I didn’t realize how many of the songs on my iPod are about sex and drugs until I hit “shuffle” in a car with a 12-year-old in it.
Flame has not adjusted back to house life yet. She stole a cinnamon roll from the kitchen and ate it.
We’ve come full circle
One day you’re young and the next you can’t duck under the garage door without tripping the sensor.
Good: being told by your friends that you have a big heart
Bad: being told by your doctor that you have a big heart
My girlfriends good traits :
She’s gorgeous, insatiable, loves me and has a Dragon.
Bad traits : She’s imaginary, but I tolerate this because of the Dragon.
I could be in a store desperately looking for gauze to treat a knife wound and I’d still tell a clerk that approached me I was just browsing
*slides a cheese slice with my number written on it in your pocket*
gonna start calling my years long dry spell ‘sexual discipline’ so I don’t sound so pathetic
Satan: “Waaazzz up?”
God: “Speak of the Devil.”
Satan: “Really?”
God: “Sorry, figure of speech.”
Satan: “Jesus Christ.”
Jesus: “What?”
They say Life never gives you more than you can handle.

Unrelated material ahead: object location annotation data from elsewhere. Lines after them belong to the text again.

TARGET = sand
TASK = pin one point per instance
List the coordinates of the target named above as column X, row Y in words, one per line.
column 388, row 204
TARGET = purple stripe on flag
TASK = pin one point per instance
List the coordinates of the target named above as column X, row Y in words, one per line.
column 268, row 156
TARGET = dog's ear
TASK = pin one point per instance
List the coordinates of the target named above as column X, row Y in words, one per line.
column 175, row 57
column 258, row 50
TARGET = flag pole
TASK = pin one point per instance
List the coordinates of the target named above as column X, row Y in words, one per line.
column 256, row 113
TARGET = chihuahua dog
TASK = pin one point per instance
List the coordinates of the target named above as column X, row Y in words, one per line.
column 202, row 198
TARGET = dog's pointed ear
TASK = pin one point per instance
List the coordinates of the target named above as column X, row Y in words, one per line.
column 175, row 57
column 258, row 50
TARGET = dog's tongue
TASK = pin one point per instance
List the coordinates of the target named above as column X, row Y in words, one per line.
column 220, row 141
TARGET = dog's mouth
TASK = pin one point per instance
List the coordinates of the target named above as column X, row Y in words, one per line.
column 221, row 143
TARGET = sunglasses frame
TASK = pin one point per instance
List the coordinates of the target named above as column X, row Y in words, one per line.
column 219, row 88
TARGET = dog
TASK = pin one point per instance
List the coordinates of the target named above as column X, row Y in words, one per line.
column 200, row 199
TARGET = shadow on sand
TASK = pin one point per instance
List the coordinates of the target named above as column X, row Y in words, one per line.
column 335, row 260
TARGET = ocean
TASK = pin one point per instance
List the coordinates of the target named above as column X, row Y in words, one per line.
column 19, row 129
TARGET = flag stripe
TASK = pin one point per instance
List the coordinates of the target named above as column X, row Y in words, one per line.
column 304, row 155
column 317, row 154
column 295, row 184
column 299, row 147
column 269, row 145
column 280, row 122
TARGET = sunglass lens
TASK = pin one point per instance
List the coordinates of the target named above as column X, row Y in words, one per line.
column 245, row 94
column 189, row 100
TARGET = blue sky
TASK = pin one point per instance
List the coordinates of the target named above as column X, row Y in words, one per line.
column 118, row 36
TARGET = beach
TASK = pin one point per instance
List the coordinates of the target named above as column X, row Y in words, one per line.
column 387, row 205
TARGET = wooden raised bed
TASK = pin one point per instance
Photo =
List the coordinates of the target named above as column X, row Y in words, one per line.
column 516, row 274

Life seems to have me confused with twelve jugglers.
You and what army? That should be your first question to the HOA.
*Removes smoke detector battery
**Cooks in silence
Why do kids always want to grow up to be astronauts or doctors or racing drivers or football players, but never quiz show hosts. They literally get paid for asking questions. Surely there’s some transferable skills there.
[First day as Narrator]
Me: So, I just say the opposite of what the speaker said? I can handle that.

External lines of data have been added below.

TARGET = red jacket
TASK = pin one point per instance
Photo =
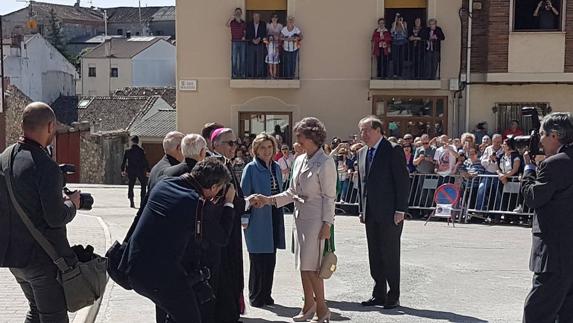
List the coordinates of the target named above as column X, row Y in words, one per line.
column 376, row 40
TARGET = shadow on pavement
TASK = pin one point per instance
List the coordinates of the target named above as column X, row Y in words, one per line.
column 287, row 313
column 403, row 310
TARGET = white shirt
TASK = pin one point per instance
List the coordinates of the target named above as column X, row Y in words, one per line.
column 290, row 45
column 446, row 161
column 489, row 165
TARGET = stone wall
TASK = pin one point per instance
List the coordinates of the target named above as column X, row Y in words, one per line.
column 16, row 102
column 101, row 155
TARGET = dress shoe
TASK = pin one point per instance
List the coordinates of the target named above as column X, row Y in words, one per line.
column 373, row 302
column 303, row 317
column 391, row 305
column 323, row 319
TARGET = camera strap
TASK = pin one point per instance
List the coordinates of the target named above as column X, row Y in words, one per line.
column 59, row 261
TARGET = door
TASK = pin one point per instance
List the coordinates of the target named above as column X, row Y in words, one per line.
column 68, row 152
column 278, row 124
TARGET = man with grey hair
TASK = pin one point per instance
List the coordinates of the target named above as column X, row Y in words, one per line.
column 194, row 149
column 548, row 189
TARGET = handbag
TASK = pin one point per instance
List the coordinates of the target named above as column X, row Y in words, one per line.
column 329, row 259
column 84, row 282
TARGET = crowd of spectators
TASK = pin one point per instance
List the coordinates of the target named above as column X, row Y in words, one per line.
column 404, row 52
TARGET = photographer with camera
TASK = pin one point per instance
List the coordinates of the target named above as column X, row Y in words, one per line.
column 164, row 252
column 37, row 184
column 548, row 189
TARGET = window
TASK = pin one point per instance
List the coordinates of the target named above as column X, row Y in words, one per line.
column 266, row 8
column 537, row 15
column 506, row 112
column 414, row 115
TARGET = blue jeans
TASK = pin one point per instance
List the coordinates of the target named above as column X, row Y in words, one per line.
column 238, row 59
column 289, row 64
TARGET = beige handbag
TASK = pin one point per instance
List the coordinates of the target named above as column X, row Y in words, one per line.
column 329, row 260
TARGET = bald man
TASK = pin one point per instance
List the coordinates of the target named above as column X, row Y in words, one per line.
column 37, row 183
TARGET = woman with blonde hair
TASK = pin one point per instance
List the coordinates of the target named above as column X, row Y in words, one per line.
column 263, row 227
column 313, row 191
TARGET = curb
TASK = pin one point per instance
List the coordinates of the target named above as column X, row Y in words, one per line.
column 89, row 314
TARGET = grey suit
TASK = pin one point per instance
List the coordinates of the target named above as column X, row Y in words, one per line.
column 313, row 191
column 383, row 190
column 549, row 191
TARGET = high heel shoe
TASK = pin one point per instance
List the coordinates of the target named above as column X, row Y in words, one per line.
column 303, row 317
column 323, row 319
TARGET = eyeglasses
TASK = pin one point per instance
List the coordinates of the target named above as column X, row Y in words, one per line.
column 231, row 143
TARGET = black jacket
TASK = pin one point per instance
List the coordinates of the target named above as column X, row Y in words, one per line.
column 38, row 187
column 165, row 230
column 385, row 187
column 437, row 44
column 549, row 191
column 134, row 161
column 155, row 175
column 261, row 31
column 180, row 169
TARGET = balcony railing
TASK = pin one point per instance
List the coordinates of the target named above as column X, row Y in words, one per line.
column 415, row 60
column 274, row 60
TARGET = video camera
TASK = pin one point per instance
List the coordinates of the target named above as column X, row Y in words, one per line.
column 529, row 142
column 86, row 199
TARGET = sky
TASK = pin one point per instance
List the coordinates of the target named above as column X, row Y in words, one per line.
column 7, row 6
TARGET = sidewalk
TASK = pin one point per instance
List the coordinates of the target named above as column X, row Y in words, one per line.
column 84, row 229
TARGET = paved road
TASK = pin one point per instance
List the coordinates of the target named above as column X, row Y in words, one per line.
column 84, row 229
column 471, row 273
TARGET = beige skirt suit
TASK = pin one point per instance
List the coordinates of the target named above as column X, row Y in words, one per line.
column 313, row 191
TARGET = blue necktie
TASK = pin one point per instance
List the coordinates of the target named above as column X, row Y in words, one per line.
column 370, row 157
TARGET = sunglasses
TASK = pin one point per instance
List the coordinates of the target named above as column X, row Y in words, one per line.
column 231, row 143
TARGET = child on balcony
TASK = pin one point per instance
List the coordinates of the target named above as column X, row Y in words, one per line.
column 272, row 58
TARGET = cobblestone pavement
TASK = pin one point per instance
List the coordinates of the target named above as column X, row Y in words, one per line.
column 470, row 273
column 84, row 229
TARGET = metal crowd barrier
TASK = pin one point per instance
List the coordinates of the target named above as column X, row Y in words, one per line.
column 486, row 196
column 483, row 196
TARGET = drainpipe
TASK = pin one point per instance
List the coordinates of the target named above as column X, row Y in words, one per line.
column 468, row 63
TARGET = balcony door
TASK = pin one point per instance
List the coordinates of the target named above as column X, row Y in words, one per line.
column 415, row 115
column 276, row 123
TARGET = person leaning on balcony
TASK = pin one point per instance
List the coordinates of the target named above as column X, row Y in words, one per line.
column 416, row 49
column 381, row 43
column 547, row 15
column 292, row 36
column 399, row 45
column 433, row 35
column 255, row 35
column 238, row 27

Narrator Trainer: But he could not.
My mind has been wandering so long, we’re pretty much in a long-distance relationship.

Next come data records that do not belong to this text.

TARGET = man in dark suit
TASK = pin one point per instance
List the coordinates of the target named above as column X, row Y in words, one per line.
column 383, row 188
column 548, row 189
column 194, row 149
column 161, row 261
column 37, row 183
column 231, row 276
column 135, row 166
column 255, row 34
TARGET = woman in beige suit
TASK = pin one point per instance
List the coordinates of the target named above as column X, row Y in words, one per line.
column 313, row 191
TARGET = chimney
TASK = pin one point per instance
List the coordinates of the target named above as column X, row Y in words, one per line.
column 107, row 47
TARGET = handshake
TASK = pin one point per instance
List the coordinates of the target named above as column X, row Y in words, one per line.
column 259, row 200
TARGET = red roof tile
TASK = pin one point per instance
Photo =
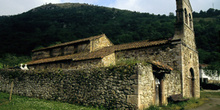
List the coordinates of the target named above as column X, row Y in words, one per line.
column 72, row 42
column 99, row 53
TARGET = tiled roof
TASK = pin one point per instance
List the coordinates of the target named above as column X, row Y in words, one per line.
column 139, row 44
column 100, row 53
column 75, row 57
column 72, row 42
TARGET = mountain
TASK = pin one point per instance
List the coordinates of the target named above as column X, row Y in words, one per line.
column 56, row 23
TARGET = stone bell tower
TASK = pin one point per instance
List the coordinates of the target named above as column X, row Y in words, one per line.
column 184, row 23
column 185, row 37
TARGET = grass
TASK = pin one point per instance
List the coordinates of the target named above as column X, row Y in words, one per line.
column 190, row 104
column 26, row 103
column 209, row 94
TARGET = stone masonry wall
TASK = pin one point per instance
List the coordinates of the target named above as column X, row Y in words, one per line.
column 111, row 87
column 166, row 54
column 70, row 64
column 190, row 72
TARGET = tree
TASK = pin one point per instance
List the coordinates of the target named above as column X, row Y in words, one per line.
column 213, row 70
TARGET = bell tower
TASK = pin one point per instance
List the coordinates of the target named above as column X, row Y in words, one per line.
column 184, row 24
column 184, row 38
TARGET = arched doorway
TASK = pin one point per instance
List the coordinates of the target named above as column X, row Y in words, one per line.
column 192, row 83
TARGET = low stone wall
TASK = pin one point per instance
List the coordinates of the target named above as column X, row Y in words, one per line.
column 111, row 87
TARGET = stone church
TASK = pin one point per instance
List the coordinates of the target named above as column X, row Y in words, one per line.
column 175, row 65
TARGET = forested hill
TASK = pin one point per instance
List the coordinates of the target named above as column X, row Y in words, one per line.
column 56, row 23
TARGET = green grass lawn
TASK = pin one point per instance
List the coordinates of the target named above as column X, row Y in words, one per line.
column 192, row 103
column 26, row 103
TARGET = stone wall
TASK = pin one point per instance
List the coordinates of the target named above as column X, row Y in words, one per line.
column 190, row 73
column 100, row 43
column 40, row 54
column 70, row 64
column 166, row 54
column 115, row 87
column 109, row 60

Most people like a little something to remember you by.
Skidmarks going out of the driveway isn’t one of those things.
I only Googled how to make a bomb so I can be sure I don’t accidentally have bomb making equipment in my house that would get me arrested in a surprise police raid.
Cop: And yet, here we are…
All I’m saying is, there are too many songs about love and not enough songs about evenly layered nachos.
Her: Hey, what does this dress say to you?
*Whirls Around*
Me: I’m not in the mood to listen to your clothes right now, I’m drinking!!
God: check this out
Angel: [peering down at Earth] wow it’s chaos down there, what did you do
God: I made parking cost $10
[using my one prison phone call in 2007] yes, one vote for Sanjaya please
I can eat Rice Krispy Treats for breakfast, because I’m an adult!
But hiding in the bathroom, because I’m a mom.
I’m watching TV with close captioning on for the same reason a lot of people of a certain age do, because I’m eating chips.
My greatest fear is that I’ll somehow get involved in a rumble between two rival gangs and my ability to snap fingers on cue will fail me
[aliens talking]
“They call it a sel-fee”
A photograph of oneself?
“Sometimes several”
But why?
“We have one theory”
Go on
“They’re idiots”
I threw a parking cone at someone. I am the drunkest person in the United states.
This is the dumbest apocalypse ever
Ok 1st off, who exactly is “we” in “we have to go on a diet”, and more importantly, why is there salad on the plate where my food should be.